“EDM” is a marketing department’s word, and every time you use it to mean “electronic music” a little piece of the genre’s history quietly files a complaint.
I’m not being a snob for sport here — there’s an actual thing that happened, and it has a date range.
Electronic dance music as a descriptor has been floating around since the ’80s — it just meant music, made with machines, for dancing. Fine. Useful. Nobody fought about it. But “EDM” as a capital-letter Brand showed up around 2010-2012, when American festival promoters, major labels, and a handful of early Vegas residencies needed a tidy umbrella to sell a sound to people who’d never set foot in a warehouse. That sound was specific: big-room house, the obligatory build, the snare roll, the eight-bar tension, the drop.

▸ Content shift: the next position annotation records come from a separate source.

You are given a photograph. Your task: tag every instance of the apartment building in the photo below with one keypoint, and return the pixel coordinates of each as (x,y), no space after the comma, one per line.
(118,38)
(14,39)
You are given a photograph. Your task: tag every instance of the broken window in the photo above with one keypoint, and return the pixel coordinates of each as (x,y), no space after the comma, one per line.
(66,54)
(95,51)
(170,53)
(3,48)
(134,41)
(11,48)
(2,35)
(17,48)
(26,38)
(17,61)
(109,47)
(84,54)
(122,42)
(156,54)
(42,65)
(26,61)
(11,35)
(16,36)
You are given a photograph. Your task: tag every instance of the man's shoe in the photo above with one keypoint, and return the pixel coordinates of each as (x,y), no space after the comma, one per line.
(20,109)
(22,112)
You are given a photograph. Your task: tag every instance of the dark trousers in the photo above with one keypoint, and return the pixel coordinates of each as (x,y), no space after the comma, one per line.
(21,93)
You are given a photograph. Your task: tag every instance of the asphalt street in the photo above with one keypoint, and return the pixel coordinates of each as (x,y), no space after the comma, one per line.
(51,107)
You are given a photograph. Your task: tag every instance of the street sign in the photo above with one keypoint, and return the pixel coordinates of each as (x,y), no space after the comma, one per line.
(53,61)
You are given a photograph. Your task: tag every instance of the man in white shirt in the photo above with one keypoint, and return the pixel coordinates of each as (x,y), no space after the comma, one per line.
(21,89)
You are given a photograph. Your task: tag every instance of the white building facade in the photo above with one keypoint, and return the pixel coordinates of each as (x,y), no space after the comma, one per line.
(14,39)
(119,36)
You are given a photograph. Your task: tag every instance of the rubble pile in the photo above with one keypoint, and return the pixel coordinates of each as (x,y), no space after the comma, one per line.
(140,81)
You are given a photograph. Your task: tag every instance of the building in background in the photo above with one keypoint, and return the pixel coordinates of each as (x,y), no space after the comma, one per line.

Avicii, early Hardwell, the Beatport top 10 circa 2013, every commercial that needed to feel Exciting And Modern. That is EDM. It’s a moment, an aesthetic, and frankly a pretty good one if you were 19 at the time. It is not a synonym for “all music with a synthesizer in it.”
Here’s the problem. House is its own thing — Chicago, the Warehouse era, Frankie Knuckles holding court at the namesake club from the late ’70s, Jesse Saunders’ “On and On” landing in 1984 as one of the first house records pressed to wax. It predates the term “EDM” by a good quarter century. Techno is Detroit, also ’80s, Juan Atkins and the Belleville Three, and it would rather die than be confused with a Vegas pool party. Drum and bass came out of UK rave and jungle and runs at 170-ish BPM with a completely different rhythmic DNA — it crystallized as a term in the mid-‘90s, splitting off from the early-‘90s breakbeat hardcore and jungle that birthed it. Dubstep is South London, half-step, sub-bass you feel in your sternum — and yes, America bolted a chainsaw onto it and called it brostep, but even that has a lineage. Trance is its own decades-long saga. Garage, breakbeat, electro, ambient, IDM, gabber if you’re unwell. These are not flavors of one thing. They’re different countries with different histories, different tempos, different drugs, honestly.
So when someone says “I love EDM” and means all of it, what they’re actually saying is “I discovered this music through a 2013 festival lineup and never updated the file.” Which — fine, we all start somewhere, I’m not going to pretend my first rave wasn’t embarrassing. But calling a Burial track “EDM” is like pointing at a wolf and a poodle and a coyote and saying “dog.” Technically you’re in the right family. Practically you’ve told everyone you’ve never owned a dog.
And the distinction matters for a boring, real reason: it’s how you find more of what you like. “EDM” tells an algorithm nothing. It tells a record store nothing. If you say you like deep house you get sent somewhere completely different than if you say you like liquid DnB or melodic techno or 2-step. The genre names are a map. Flattening them into one word is throwing the map away and then being surprised you keep ending up at the same three Spotify playlists.
The Europeans, for what it’s worth, mostly never adopted the term — over there it’s just “dance music,” or you name the actual genre, because the actual genre is the entire point. “EDM” is a uniquely American export, like the SUV or the 64-ounce soda: bigger, louder, and a little embarrassing once you leave the country.
This isn’t gatekeeping. Gatekeeping is telling you that you can’t come in — I’m telling you the building has more than one room, and you’ve been standing in the lobby for ten years calling it the whole house.